There is more money in "Democratic" caufers, but the Republicans have a 2 to 1 advantage when all their auxiliaries are taken into account.
Because the mainstream media uses the "she said-he said" approach, the GOP has been able to dominate the national conversation since early 2009.
We know that the mainstream media treats deliberate lies as beliefs and places them on the same level as facts. Hence, FOX News treats the birthers as having just as legitimate a belief as folks who point to Obama's birth certificate and the two Honolulu newspaper nmotices of his birth. News is a business, and they do not want to alienate viewers.
Eduction is more of a business than people think. Can you imagine a professor of constitutional law treating nullificatio as just one legitimatge belief among many?
Ronald Reagan's aides talked about "starving the beast." They said it meant "big government," but they had no intention of starving the war machine or the mechanism that dols out corporate welfare. The plan was to let the deficits and national debt get so large that there would be no choice but to slash Social Security and entitlements. He borrowed vast amounts to cover two tax cuts for the rich in 1981 ansd 1986.

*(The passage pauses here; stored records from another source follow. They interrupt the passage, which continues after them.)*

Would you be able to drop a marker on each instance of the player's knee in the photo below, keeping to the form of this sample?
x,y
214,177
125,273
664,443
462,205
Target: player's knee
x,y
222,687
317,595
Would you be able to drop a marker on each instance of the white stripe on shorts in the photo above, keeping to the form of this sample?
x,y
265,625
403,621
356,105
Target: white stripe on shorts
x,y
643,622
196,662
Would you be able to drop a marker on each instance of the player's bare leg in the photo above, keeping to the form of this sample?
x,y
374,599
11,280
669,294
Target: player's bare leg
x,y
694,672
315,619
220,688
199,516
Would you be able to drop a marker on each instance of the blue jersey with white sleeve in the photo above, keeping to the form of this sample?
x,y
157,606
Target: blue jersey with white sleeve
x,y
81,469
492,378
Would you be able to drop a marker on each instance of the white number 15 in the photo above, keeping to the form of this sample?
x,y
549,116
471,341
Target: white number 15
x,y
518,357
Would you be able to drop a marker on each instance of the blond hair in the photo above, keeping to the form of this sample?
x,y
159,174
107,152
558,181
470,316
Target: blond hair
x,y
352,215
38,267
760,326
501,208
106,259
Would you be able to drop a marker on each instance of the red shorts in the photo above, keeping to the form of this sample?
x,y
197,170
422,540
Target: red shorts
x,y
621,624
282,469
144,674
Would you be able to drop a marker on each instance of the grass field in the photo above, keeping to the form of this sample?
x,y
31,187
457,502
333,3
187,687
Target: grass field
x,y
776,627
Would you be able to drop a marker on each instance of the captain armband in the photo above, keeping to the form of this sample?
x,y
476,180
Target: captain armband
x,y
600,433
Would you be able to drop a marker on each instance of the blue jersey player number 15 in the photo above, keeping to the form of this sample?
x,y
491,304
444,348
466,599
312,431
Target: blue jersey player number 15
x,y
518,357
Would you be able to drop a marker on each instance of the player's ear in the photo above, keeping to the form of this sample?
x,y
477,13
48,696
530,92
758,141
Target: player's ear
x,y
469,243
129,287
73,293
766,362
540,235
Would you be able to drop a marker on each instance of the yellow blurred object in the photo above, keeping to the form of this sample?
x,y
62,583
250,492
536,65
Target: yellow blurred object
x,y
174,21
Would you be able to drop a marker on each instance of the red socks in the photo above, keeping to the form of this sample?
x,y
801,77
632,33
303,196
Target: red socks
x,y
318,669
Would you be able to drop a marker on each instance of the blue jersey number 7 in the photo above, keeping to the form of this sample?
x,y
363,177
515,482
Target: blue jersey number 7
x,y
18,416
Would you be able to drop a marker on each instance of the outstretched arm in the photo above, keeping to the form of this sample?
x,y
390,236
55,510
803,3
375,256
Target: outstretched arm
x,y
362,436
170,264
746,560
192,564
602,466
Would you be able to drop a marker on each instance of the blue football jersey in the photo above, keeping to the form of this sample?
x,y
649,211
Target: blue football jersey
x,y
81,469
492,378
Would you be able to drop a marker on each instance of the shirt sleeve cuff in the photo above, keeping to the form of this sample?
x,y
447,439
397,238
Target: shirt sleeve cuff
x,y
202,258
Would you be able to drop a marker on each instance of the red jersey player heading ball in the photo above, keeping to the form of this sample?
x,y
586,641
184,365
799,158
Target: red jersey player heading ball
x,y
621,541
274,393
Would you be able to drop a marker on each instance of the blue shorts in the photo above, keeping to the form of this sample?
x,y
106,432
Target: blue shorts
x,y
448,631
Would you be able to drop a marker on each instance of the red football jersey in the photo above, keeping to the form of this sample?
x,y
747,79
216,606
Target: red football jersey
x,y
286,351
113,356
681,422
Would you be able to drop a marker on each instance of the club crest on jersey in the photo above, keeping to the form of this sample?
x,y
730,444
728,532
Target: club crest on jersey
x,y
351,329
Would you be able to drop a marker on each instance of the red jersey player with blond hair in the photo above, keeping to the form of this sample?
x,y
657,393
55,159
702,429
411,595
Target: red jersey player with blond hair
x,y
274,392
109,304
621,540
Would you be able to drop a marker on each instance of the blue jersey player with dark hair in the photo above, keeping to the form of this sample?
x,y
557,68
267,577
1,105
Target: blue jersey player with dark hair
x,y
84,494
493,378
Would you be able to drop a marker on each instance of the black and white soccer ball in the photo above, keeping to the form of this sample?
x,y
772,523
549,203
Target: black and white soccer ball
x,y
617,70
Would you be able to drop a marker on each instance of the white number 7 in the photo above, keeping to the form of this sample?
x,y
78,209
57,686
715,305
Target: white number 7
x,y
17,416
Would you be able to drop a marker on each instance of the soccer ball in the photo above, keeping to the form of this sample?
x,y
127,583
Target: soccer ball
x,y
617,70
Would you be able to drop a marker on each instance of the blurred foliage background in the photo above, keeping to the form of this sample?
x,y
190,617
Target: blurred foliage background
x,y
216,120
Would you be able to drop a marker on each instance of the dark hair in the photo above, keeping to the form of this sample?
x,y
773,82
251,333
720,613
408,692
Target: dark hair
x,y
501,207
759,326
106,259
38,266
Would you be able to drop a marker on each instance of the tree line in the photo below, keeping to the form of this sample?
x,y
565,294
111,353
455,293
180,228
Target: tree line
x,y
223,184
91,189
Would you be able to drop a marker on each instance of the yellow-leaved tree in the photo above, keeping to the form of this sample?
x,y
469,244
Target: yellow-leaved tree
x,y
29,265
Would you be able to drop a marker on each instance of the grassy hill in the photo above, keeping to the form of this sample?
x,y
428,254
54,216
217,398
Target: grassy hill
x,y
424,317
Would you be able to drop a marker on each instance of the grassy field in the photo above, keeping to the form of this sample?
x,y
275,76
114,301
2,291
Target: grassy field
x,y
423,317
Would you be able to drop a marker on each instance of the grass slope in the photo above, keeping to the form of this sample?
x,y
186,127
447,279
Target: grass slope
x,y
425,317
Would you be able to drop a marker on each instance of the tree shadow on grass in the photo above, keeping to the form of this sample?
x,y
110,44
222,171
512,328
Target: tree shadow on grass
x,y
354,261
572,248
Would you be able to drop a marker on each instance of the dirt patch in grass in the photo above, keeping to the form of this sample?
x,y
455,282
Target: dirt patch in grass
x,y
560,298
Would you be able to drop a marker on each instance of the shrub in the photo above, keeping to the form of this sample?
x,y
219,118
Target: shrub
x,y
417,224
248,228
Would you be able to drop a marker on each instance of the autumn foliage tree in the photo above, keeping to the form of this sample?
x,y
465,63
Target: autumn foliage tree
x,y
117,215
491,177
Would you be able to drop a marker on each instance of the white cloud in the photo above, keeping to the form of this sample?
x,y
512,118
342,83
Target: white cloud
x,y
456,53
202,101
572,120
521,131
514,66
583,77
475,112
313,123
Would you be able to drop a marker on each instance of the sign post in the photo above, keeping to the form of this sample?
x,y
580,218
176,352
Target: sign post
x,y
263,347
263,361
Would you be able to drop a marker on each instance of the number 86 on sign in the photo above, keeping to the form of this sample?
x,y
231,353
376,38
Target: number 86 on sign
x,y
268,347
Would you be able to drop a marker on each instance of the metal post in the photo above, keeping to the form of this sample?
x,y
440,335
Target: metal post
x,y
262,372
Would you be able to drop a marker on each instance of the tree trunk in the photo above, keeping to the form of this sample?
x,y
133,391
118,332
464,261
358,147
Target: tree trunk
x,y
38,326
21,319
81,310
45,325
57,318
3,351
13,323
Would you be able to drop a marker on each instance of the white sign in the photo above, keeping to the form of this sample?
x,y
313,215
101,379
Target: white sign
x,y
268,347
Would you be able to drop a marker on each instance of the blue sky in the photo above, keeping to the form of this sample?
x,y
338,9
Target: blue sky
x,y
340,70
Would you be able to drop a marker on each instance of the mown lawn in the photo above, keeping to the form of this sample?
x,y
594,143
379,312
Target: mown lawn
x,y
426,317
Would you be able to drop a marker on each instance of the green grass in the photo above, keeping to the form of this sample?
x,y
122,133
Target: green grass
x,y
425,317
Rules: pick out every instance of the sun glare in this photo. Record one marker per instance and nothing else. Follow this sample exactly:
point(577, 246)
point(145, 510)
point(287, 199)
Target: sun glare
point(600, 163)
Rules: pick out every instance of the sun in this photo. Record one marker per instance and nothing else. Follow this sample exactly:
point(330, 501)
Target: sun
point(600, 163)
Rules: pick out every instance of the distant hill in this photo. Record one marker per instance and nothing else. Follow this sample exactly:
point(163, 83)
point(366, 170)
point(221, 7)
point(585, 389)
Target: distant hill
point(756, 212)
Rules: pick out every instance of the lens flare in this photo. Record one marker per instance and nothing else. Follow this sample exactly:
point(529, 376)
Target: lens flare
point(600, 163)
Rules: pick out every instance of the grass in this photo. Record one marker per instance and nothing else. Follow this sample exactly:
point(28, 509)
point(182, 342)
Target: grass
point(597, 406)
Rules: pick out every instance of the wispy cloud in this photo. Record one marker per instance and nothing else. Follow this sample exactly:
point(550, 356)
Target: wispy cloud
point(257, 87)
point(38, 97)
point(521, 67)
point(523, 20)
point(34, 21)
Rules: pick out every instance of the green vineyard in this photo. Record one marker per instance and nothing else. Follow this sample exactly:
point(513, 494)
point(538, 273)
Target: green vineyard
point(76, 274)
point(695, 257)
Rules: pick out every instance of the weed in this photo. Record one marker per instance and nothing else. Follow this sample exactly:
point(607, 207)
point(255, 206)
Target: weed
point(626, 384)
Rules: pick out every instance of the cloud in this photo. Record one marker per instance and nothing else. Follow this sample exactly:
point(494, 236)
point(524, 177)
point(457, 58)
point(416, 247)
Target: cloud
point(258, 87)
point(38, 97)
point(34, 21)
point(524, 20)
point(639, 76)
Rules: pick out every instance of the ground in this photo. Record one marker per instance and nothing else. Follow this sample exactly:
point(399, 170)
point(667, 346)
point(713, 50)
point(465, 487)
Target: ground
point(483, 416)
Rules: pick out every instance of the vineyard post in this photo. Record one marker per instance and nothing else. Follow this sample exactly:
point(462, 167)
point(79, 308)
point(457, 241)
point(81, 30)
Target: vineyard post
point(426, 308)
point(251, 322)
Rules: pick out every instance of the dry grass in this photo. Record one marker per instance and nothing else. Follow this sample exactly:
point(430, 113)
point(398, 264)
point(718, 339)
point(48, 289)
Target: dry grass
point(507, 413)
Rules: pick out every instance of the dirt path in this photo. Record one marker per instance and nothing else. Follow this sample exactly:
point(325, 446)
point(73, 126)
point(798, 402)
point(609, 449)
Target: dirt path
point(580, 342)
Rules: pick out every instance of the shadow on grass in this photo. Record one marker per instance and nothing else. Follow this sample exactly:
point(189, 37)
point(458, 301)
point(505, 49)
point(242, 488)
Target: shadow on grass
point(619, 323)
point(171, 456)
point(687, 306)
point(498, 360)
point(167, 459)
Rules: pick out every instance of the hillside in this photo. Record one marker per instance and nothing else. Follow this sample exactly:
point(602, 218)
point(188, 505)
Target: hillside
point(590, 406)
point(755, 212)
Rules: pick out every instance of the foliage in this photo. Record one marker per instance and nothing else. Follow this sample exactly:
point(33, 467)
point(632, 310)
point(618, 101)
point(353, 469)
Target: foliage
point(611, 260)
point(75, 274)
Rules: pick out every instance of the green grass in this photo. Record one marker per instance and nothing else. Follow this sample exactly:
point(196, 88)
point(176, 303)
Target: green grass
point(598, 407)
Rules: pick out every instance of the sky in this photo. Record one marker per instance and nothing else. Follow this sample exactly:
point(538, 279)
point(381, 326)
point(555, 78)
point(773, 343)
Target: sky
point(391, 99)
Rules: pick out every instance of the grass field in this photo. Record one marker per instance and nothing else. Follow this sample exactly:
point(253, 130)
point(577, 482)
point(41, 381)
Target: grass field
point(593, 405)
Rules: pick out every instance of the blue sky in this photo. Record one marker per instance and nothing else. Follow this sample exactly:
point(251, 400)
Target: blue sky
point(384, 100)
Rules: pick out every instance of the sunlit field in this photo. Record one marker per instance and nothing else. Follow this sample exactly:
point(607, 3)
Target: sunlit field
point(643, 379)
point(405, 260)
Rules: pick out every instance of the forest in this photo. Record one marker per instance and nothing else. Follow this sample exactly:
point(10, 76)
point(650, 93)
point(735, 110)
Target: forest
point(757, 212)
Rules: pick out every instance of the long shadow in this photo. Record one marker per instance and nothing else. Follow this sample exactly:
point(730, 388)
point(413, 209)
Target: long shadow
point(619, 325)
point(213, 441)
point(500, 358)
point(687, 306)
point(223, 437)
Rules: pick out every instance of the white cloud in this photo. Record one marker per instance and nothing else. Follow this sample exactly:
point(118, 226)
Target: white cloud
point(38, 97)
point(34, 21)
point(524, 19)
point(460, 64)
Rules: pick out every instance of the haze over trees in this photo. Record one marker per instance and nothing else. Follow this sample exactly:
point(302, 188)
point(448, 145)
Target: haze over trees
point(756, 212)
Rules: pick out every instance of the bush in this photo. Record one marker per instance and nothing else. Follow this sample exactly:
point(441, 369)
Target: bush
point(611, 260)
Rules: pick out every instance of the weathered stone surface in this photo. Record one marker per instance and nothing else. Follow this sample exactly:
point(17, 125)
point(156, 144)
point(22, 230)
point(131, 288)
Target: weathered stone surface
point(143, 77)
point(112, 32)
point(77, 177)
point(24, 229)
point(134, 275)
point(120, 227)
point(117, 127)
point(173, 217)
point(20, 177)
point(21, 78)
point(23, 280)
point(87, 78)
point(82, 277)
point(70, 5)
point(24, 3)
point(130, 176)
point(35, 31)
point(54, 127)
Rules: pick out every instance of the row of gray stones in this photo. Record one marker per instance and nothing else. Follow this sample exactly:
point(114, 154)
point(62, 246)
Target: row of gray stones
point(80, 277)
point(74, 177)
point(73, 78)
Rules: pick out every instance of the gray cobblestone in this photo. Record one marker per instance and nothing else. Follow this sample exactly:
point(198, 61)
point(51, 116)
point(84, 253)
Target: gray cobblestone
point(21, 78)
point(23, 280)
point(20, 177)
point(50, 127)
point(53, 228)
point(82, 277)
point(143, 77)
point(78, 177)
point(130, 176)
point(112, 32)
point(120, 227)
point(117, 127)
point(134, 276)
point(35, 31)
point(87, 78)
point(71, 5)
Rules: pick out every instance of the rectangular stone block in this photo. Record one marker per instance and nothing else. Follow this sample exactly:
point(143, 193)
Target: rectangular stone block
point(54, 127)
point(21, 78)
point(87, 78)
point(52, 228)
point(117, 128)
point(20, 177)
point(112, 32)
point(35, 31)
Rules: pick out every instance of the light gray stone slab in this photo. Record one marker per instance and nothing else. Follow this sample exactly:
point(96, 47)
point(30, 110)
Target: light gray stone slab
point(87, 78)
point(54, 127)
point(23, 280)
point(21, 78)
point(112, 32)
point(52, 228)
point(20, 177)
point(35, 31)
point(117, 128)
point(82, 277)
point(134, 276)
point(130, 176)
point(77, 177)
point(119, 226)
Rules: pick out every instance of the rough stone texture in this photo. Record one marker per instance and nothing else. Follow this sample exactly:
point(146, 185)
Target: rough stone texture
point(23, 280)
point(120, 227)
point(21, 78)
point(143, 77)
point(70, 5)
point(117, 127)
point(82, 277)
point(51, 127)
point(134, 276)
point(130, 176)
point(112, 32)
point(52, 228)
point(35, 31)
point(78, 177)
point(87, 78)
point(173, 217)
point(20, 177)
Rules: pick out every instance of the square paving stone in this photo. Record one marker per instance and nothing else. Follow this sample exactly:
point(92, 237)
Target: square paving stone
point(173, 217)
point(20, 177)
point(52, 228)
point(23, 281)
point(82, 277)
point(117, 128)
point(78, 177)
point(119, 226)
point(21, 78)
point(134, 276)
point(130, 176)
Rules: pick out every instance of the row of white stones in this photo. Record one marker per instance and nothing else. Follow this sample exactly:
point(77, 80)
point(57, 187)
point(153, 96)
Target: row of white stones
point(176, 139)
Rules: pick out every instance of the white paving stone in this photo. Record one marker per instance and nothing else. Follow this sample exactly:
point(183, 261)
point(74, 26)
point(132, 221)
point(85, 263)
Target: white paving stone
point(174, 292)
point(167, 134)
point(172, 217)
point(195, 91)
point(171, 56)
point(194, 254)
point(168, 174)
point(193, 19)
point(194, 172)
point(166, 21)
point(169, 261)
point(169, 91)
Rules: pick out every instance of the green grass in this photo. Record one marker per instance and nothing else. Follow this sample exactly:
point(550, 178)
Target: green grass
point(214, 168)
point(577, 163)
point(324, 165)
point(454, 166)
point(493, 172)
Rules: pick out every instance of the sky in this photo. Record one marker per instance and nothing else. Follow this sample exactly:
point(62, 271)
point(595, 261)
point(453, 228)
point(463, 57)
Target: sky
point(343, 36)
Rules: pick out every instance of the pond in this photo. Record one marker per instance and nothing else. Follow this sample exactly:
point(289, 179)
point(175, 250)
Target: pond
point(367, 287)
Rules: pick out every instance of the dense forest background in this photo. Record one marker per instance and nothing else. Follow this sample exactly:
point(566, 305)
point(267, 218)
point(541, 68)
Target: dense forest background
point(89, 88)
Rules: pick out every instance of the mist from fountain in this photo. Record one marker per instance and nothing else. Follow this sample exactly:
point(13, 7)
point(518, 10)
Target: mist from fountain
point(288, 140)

Now voters are rightly concerned about the deficit and national debt and are help bent on giving the GOP the power to slash Social Security and entitlements. There are a lot of emotional red flags in this election to distort and confuse, but there is enough data out there to conclude that the GOP will not cut the deficit by hurting the war machine or cutting the George W. Bush 2001 and 2003 tax cuts for the wealthy.
Some voters think the election is about punishing Democrats who borrowed money to save jobs. Others are registering their unhappiness that there is an "African-born, Socialist, Muslim" in the White House, and they "want to take their country back." Some old folks are so confused they see Democrats and Health Care Reform as a greater threat to their Medicare than what the Republicans could eventually do.
Social Security and Entitlements must be put on a sustainable basis very soon, and this election is about who has the greatest say in what is done.
The former Labour Government in Great Britain was in so much financial trouble that it had to cut pensions of people already retired. The Economist recommended that the US federal government and the states do the same. Since then there has been much talk in Congress and in state legislatures by Republicans who want to slashj benefits of public workers nor retired and yet to retire.
There are political and legal obstacles to doing so, but state pension plans are in deep trouble and the time is fast approaching when a choice must be made between raising taxes or slashing pensions.
It is possible that the momentum of the Tea Baggers will continue or increase and that pensioners will be in trouble.
The mainstream press invariably call Susan Collins and Olympia Snowe Republican "moderates."
One wonders what kind of yardstick they are using. Are they in the Jacob Javits-Lowell Weicker league? Not by a long shot.
No one ever called Robert A. Taft a moderate, but a good argument could be made that Mr. Republican of the 1940s and 1950s had more compassion than these two ladies.
They break ranks from their extremist colleagues just often enough to fool the voters of Maine into thinking they are not completely under the sway of Mitch McConnell and the Hard Right.